The idea is: given a DNA sequence \(S\) which hasn’t been sequenced yet, we want to (somehow) quickly figure out the information \(f(G(S))\), and use that information to somehow figure out what the original \(S\) is. Essentially, we would want to learn the map \(\boxed{f(G(T)) \to T}\).
Using AlphaFold, and similar techniques, one could generate lots of data on how \(f(G(T))\) would look like for lots of different sequences. This is crucial, and is the reason why ideas like this wouldn’t have worked earlier.
For this idea to work, there are some crucial assumptions made (which need to be thought about).
Assumptions
\(\exists \ \delta \ \forall S, |S| < \delta\)
\[ G(S) \text{ is unique.} \]
which is saying that for small DNA sequences the generated topology is unique.
There exists a fastly-observable \(f\) that can be used to invert the map, and hence, obtain \(T\).

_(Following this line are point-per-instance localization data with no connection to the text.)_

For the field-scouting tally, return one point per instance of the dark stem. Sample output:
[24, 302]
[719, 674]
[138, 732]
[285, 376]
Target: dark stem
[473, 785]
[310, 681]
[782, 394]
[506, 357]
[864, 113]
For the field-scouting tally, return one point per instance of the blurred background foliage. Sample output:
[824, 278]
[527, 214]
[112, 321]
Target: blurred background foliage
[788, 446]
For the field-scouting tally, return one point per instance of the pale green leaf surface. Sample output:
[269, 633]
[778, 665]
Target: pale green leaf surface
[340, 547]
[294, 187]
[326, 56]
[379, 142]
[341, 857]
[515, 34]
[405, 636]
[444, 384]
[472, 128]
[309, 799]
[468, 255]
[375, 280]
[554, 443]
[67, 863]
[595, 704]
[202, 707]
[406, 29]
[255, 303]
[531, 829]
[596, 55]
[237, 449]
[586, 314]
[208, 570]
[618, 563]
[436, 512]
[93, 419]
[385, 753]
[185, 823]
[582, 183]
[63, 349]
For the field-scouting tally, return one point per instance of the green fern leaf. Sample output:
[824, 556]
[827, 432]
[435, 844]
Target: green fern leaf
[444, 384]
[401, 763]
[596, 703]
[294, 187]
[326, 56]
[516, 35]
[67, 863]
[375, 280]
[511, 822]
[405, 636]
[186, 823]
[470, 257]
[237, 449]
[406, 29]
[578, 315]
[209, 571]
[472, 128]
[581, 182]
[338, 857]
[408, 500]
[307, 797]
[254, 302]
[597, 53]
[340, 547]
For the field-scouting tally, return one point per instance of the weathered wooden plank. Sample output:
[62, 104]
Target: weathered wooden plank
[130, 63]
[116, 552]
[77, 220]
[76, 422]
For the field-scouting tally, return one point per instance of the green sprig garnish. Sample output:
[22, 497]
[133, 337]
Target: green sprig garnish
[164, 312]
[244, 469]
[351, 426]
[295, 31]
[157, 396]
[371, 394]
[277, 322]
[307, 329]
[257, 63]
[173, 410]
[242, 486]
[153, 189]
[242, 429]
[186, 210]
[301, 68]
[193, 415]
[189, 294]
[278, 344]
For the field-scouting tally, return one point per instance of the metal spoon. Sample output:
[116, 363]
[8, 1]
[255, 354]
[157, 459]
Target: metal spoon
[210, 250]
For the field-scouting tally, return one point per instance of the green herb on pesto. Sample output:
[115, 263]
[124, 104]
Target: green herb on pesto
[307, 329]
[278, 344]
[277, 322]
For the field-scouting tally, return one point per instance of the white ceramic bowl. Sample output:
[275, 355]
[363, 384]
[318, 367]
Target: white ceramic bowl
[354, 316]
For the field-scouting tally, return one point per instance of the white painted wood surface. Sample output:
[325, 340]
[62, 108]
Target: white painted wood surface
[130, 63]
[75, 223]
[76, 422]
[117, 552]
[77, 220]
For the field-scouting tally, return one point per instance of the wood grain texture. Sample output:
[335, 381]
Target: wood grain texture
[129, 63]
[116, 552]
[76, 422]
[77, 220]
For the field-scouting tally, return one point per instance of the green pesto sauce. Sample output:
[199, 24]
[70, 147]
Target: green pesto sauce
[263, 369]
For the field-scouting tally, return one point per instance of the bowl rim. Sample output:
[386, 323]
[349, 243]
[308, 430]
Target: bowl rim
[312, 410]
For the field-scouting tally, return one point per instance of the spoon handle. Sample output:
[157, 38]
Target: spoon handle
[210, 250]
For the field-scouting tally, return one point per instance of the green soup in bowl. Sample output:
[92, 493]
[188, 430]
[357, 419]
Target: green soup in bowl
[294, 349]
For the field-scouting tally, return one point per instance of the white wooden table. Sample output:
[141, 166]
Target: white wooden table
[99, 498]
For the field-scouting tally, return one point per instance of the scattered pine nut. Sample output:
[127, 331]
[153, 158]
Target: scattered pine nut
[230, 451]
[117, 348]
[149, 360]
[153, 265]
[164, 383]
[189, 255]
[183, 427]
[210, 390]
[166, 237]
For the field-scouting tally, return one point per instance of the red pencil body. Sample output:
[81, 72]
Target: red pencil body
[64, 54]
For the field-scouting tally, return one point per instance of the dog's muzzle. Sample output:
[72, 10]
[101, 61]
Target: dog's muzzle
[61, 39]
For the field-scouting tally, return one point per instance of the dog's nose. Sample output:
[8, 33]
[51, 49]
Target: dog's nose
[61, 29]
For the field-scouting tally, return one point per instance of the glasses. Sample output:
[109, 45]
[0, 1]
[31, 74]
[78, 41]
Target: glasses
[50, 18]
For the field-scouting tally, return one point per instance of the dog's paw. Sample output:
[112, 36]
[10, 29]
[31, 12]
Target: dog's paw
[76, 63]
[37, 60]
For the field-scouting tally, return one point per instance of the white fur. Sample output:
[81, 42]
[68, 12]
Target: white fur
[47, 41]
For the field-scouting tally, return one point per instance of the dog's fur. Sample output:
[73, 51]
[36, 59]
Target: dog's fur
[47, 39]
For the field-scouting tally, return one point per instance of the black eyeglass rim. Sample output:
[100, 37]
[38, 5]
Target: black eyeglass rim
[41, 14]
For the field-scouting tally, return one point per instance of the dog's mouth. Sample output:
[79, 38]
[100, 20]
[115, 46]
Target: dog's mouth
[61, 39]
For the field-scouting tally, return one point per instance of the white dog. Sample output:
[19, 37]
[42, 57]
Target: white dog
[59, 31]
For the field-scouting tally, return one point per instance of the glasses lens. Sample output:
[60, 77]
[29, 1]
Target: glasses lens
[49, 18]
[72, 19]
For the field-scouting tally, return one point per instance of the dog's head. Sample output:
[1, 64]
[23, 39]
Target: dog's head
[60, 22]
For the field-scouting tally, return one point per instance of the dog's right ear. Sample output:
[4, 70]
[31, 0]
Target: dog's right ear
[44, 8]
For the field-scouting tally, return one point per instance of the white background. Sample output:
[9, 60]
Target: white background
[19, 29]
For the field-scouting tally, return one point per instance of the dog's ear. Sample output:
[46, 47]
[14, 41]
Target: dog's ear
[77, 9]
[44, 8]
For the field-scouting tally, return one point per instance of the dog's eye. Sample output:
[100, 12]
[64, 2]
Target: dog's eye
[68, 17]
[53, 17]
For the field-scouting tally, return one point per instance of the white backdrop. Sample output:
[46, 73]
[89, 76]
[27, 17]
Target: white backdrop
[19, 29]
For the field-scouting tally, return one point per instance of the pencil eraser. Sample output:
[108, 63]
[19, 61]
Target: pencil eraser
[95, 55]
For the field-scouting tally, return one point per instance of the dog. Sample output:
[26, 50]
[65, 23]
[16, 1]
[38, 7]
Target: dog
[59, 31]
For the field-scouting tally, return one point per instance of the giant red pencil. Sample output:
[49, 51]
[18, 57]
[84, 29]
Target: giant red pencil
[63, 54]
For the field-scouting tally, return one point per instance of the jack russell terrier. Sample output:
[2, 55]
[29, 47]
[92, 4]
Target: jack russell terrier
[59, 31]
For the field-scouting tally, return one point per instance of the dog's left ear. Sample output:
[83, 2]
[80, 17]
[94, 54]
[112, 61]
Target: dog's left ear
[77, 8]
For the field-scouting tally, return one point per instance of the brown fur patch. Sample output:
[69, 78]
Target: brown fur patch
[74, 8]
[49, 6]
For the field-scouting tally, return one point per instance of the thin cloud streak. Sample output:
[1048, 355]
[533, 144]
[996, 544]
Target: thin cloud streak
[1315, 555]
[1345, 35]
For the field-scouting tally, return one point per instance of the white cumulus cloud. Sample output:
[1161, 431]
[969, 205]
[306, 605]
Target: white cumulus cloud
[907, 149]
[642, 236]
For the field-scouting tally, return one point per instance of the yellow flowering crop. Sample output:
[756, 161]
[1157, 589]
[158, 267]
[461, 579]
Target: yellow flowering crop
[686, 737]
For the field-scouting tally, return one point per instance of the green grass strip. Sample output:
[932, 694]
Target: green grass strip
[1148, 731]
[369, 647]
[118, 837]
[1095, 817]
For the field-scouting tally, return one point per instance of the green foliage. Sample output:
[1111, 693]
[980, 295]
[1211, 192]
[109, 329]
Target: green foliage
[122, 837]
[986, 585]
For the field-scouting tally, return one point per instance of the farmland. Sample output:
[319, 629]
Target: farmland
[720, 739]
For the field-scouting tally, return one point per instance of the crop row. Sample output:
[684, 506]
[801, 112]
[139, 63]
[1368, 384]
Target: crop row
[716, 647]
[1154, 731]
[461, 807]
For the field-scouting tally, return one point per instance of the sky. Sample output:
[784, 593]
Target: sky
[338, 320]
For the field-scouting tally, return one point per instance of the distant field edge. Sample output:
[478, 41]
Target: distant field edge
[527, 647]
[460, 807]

\(f\) is “more-or-less” one-one.
One Step Further
DNA sequences are used because they exhibit very interesting and useful properties.
Using
- DNA Polymerase,
- restriction enzymes,
- and techniques like PCR
one can manipulate DNA sequences as needed. This is especially why DNA sequences are preferred. However, there could be other biochemical molecules that demonstrate capabilities of being manipulated similarly, and also turn out to be better candidates for the biochemical storage problem.
This could be due to possibilities of finer manipulation, or have better \(f\) or could have easier-to-learn inverse mappings \(\boxed{f(G(T)) \to T}\).